Tracy Cannon, one of the lead citizen organizers against the pipeline, says the Rockwool facility and the pipeline are intimately linked.

“We have been fighting against the pipeline in our area for two years now and it is currently being built over the objections of many residents,” Cannon said. “Many good friends of mine have had their land seized by eminent domain or the threat of it. Many were also cheated when it comes to the payouts by aggressive land agents.”

“Both the Rockwool facility and Mountaineer Gas’ pipeline were agreed upon in backroom deals where local development authorities and county commissions kept the matter as secret as possible until the permits had been acquired,” Cannon said. “Then they announced the projects as a done deal, in spite of the fact that the communities knew little about the proposals at that point in time.”  

“The two projects are also connected to each other in that the gas was required by Rockwool, so Jefferson county officials made sure Morgan and Berkeley counties pushed the pipeline through. And the Rockwool facility is needed so that Mountaineer Gas has a big gas customer to make it worth their while to go into Jefferson county.  One hand washes the other.”

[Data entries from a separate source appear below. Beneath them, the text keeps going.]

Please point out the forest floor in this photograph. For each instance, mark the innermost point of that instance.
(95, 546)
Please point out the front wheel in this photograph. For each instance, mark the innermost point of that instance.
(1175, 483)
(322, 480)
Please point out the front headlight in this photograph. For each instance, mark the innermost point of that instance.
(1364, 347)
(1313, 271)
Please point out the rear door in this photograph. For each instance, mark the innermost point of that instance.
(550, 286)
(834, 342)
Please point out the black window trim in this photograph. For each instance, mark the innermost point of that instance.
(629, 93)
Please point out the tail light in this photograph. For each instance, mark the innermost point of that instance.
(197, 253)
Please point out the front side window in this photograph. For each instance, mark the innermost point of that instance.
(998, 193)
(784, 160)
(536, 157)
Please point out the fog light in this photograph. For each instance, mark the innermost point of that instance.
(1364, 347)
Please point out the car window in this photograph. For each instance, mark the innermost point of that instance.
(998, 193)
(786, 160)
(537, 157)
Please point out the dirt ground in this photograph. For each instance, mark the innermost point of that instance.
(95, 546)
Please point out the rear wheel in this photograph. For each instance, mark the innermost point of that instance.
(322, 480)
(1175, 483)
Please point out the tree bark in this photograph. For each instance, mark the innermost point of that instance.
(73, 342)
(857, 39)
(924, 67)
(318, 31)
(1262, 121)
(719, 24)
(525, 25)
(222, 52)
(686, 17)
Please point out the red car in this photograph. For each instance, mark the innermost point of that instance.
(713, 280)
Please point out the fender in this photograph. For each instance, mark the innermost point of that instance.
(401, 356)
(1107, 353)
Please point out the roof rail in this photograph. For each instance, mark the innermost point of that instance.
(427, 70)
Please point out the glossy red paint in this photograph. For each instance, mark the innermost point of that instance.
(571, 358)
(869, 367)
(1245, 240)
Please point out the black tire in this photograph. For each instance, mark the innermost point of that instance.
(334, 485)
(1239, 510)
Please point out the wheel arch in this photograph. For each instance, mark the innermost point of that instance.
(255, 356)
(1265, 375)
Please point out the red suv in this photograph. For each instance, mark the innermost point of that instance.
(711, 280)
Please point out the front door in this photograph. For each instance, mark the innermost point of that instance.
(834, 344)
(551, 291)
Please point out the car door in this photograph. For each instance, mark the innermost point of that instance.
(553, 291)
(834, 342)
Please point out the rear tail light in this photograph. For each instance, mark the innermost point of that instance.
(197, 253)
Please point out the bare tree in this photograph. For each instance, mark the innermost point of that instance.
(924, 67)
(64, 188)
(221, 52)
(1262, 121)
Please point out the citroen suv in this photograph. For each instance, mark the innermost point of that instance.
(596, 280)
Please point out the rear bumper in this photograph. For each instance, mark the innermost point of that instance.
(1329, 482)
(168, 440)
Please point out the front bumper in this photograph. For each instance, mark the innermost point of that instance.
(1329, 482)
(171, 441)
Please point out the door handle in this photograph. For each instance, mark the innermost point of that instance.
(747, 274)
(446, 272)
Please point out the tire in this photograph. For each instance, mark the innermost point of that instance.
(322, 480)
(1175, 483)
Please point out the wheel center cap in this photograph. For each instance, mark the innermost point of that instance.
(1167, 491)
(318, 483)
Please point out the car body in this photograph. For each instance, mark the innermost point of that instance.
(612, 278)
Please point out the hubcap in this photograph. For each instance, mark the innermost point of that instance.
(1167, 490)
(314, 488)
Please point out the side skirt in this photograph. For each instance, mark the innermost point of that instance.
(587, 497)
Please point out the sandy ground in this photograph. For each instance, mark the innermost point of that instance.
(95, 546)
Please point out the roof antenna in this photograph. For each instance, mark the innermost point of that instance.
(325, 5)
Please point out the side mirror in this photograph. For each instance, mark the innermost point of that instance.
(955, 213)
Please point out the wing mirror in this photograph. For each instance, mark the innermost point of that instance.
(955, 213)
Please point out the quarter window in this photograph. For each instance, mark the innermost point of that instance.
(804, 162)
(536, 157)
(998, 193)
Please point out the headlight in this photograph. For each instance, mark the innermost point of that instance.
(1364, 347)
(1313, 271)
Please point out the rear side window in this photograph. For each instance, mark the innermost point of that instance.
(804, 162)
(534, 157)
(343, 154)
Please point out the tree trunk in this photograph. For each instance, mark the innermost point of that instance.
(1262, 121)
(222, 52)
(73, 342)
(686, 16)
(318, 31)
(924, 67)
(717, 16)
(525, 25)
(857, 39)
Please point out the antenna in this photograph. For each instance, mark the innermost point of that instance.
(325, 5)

The organizers of the protest last night said that the project is “not a done deal.”

“The facility isn’t built and Jefferson County residents still control our own destiny,” they said. “There are multiple ways we can send Rockwool packing. It just takes you getting involved and getting your neighbors involved.”

“Both the Jefferson County Commission and the Jefferson County Board of Education are party to the Rockwool agreement,” they said. “This deal doesn’t happen without their agreement and they can change their mind.”

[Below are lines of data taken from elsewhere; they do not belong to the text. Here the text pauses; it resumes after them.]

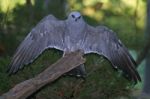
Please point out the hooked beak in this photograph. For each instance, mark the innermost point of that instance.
(77, 18)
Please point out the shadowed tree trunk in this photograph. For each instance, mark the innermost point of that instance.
(53, 72)
(146, 54)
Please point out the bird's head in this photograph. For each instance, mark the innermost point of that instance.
(75, 16)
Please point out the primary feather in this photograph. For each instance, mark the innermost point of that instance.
(70, 35)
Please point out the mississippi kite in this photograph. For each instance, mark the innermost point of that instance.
(70, 35)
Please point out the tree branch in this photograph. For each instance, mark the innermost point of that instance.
(26, 88)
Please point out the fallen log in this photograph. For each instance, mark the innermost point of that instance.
(28, 87)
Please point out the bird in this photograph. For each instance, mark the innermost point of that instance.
(70, 35)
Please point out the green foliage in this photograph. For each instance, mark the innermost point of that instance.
(102, 80)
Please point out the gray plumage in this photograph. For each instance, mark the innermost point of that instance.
(70, 35)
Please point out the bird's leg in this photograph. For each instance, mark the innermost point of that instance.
(78, 71)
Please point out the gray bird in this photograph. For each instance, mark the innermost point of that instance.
(70, 35)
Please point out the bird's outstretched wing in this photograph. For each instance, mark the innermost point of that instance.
(47, 34)
(104, 41)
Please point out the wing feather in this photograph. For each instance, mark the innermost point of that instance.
(104, 41)
(47, 34)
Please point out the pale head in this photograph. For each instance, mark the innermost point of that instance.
(75, 16)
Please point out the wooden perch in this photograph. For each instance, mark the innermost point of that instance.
(26, 88)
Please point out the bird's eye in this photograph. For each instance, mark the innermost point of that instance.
(79, 17)
(73, 16)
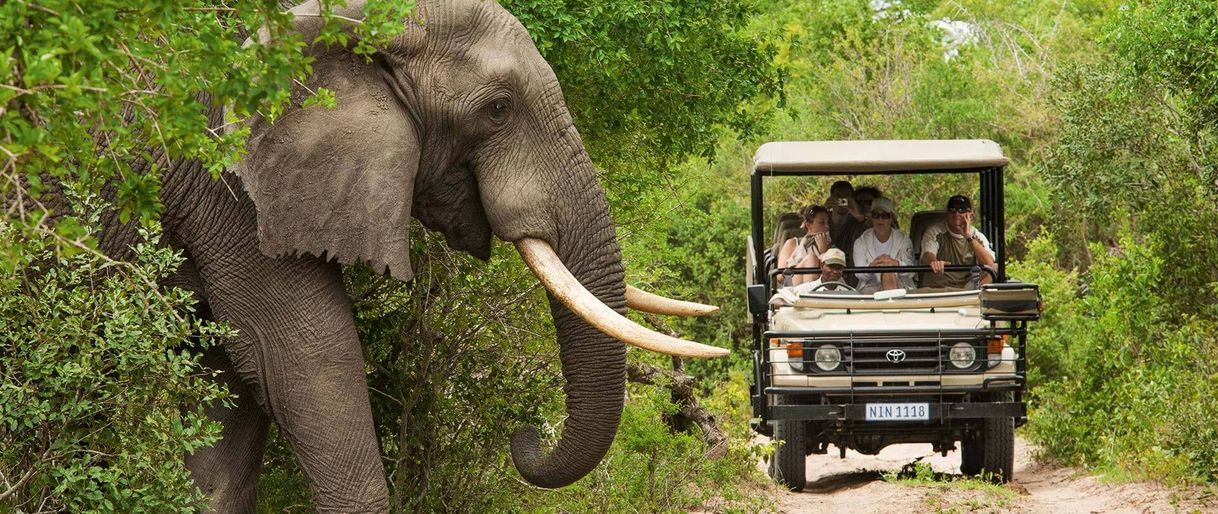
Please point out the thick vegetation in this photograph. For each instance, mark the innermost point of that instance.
(1106, 110)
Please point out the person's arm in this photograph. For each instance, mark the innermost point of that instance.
(931, 249)
(809, 261)
(905, 257)
(984, 257)
(862, 256)
(785, 255)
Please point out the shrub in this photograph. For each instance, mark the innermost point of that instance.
(93, 380)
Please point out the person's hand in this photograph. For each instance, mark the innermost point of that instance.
(884, 260)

“If a simple majority of either the Commission or the Board of Education passes a resolution disapproving of Rockwool’s location next to schools, the project dies. Simply put, Rockwool is not going to build its smokestacks here if any part of our local government states its opposition.”

“We know many of our local officials feel misled about Rockwool’s pollution impact,” they said. “Considering what we know today, how can any public official honestly tell North Jefferson Elementary parents and teachers that the school will be completely safe? Disapproval of Rockwool now, before it is built, is the right thing to do for our schools and our community.”

“So, let’s get to work. Tell our County Commissioners and School Board members that they are accountable for Rockwool’s pollution, and they can fix the situation by simply stating their opposition, individually and as a group, to locating a high-pollution mega factory so close to our children’s schools.”